Earlier this year, physicists celebrated the Laser Interferometer Gravitational-Wave Observatory’s (LIGO) discovery of gravitational waves — ripples in spacetime curvature — at the site of a black hole merger as it confirmed part of Albert Einstein’s theory of general relativity. However, that discovery might now be hinting that the very same theory breaks down at the edge of black holes.
Physicists studying LIGO’s data on the black hole merger claim it reveals “echoes” of gravitational waves that contradict predictions made by Einstein’s general theory, which has been proven by LIGO on more than one occasion now. Previously, physicists believed that Einstein’s theory broke down in extreme conditions, such as those found at a black hole’s core. However, these recently discovered echoes seem to indicate that relativity fails around a black hole’s edges, far from its center.

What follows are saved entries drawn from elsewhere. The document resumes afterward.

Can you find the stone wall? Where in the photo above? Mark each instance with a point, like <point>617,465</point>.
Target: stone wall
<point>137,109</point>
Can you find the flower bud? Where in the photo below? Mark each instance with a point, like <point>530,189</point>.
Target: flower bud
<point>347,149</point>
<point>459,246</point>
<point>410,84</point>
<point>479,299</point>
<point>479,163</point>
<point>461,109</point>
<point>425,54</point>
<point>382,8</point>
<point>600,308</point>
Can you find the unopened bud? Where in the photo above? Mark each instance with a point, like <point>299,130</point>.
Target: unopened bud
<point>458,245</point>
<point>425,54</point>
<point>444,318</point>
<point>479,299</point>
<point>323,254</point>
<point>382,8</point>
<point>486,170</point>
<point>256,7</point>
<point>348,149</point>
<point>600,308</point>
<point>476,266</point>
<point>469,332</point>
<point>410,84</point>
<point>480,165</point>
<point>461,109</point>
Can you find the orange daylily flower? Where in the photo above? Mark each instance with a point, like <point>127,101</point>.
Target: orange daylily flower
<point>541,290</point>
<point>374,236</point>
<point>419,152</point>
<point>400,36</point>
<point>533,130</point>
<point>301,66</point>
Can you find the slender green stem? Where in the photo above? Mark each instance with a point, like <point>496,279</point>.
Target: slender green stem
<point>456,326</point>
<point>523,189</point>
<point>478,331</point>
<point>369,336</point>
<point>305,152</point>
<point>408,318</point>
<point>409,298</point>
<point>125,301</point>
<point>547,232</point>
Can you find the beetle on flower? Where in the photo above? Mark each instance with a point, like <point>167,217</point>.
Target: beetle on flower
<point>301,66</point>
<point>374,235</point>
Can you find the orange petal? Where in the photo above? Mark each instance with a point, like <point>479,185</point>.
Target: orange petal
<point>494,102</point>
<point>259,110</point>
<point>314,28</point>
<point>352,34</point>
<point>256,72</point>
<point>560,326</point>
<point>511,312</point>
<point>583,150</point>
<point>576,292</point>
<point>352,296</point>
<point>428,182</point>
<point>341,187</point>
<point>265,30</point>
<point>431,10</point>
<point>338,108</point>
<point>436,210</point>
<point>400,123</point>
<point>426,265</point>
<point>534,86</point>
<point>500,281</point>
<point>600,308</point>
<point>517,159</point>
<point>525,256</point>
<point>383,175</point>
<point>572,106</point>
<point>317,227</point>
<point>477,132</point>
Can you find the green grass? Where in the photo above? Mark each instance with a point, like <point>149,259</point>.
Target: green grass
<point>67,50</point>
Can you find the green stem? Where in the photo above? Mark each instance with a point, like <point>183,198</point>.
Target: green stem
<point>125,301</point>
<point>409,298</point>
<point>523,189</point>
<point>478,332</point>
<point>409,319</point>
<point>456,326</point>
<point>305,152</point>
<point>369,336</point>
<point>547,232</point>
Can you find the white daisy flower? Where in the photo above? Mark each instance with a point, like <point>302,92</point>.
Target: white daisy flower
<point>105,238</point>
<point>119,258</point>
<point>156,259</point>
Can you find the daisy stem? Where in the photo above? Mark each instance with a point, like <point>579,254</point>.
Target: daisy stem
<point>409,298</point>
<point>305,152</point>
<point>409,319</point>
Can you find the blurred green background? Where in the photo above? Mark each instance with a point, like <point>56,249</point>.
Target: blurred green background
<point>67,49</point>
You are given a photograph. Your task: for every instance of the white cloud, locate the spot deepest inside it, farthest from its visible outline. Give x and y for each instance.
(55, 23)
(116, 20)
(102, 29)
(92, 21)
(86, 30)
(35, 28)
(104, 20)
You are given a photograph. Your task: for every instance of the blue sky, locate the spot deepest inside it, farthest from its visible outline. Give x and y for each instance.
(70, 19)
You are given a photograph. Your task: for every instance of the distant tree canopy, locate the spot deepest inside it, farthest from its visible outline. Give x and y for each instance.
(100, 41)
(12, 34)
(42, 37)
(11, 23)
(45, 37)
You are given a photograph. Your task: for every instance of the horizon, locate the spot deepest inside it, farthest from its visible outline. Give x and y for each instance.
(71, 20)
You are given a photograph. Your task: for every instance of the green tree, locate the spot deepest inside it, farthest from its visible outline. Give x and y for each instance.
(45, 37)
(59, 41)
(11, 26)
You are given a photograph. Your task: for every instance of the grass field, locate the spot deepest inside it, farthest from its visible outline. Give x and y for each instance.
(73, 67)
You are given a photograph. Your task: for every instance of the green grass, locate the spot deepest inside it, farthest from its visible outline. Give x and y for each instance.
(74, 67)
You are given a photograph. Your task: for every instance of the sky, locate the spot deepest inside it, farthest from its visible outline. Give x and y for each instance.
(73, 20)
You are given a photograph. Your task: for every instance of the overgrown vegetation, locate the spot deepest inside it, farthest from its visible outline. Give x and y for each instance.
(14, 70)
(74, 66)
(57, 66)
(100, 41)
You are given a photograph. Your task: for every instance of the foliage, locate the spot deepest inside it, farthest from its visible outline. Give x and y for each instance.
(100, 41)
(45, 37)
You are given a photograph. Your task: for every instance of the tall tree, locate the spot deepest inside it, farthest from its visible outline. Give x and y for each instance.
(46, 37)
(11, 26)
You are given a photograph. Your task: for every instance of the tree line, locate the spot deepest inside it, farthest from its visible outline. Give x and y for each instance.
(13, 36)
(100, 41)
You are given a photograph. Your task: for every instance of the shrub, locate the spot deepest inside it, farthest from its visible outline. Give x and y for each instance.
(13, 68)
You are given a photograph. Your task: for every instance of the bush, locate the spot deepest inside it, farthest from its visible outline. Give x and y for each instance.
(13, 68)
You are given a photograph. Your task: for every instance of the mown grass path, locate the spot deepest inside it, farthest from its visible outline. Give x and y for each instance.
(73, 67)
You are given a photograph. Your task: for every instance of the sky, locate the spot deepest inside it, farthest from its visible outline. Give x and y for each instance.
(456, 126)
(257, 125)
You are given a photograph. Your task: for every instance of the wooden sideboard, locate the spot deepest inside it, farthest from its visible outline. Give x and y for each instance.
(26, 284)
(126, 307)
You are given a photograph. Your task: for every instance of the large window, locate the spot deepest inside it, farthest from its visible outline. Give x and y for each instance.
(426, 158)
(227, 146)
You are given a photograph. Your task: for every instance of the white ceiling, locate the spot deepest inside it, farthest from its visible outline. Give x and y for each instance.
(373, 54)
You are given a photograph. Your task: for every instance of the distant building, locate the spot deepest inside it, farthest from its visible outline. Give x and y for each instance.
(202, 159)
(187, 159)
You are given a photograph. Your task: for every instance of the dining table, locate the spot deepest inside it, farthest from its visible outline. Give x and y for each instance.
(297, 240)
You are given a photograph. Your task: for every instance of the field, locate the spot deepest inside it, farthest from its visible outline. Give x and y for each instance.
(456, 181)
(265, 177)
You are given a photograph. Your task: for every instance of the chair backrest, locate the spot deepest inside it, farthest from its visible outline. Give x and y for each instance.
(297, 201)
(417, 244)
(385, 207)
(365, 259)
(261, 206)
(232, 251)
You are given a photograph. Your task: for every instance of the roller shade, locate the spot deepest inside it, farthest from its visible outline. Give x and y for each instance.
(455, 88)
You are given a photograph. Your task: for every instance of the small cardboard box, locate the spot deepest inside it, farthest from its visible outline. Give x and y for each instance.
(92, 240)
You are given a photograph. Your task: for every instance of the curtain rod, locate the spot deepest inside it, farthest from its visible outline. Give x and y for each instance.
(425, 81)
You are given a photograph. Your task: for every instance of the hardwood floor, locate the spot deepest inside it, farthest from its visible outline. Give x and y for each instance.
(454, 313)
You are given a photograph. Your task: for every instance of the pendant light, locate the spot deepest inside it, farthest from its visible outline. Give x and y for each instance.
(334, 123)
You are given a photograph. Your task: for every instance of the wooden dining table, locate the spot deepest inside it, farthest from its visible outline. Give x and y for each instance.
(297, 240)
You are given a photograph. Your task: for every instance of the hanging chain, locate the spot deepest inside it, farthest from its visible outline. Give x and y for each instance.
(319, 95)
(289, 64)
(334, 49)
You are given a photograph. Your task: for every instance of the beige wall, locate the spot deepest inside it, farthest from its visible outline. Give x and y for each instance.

As part of the standard model based on Einstein’s theory, nothing should be found at the edge of a black hole (its event horizon). This contradicts other theories such as the one that corresponds to quantum physics, which suggests that an event horizon should have a firewall, a ring of high-energy particles, around it.
Cosmologist Niayesh Afshordi at the University of Waterloo in Canada created models of these black hole mergers that assumed they did have something at their event horizons. The timing of the echoes following the release of gravitational waves in the mergers recorded by LIGO matched up perfectly with those expected by Afshordi’s models. This supports the idea that the edges of black holes do have some structure and not a whole lot of nothingness as suggested by Einstein’s theory.
“The LIGO detections, and the prospect of many more, offer an exciting opportunity to investigate a new physical regime,” said black-hole researcher Steve Giddings from the University of California, Santa Barbara (UCSB).
For now, more research is needed to see if these echoes were a fluke or something that will completely reshape our understanding of a black hole’s event horizon. If proven to be permanent fixtures of a merger, we would need a new theory to explain this and similar phenomenon — at least until the elusive theory of everything comes along.
In any case, observation of future black hole mergers can confirm whether these echoes were just flukes or random noise. “The good thing is that new LIGO data with improved sensitivity will be coming in, so we should be able to confirm this or rule it out within the next two years,” said Ashfordi.
It’s no surprise that the universe continues to confirm theories of physics one minute and break them the next. So much of the universe is still a big unknown as far as we’re concerned. Theories come and go, and although Einstein’s has been relatively successful, the emergency of new technologies will continue to allow us to challenge earlier assumptions.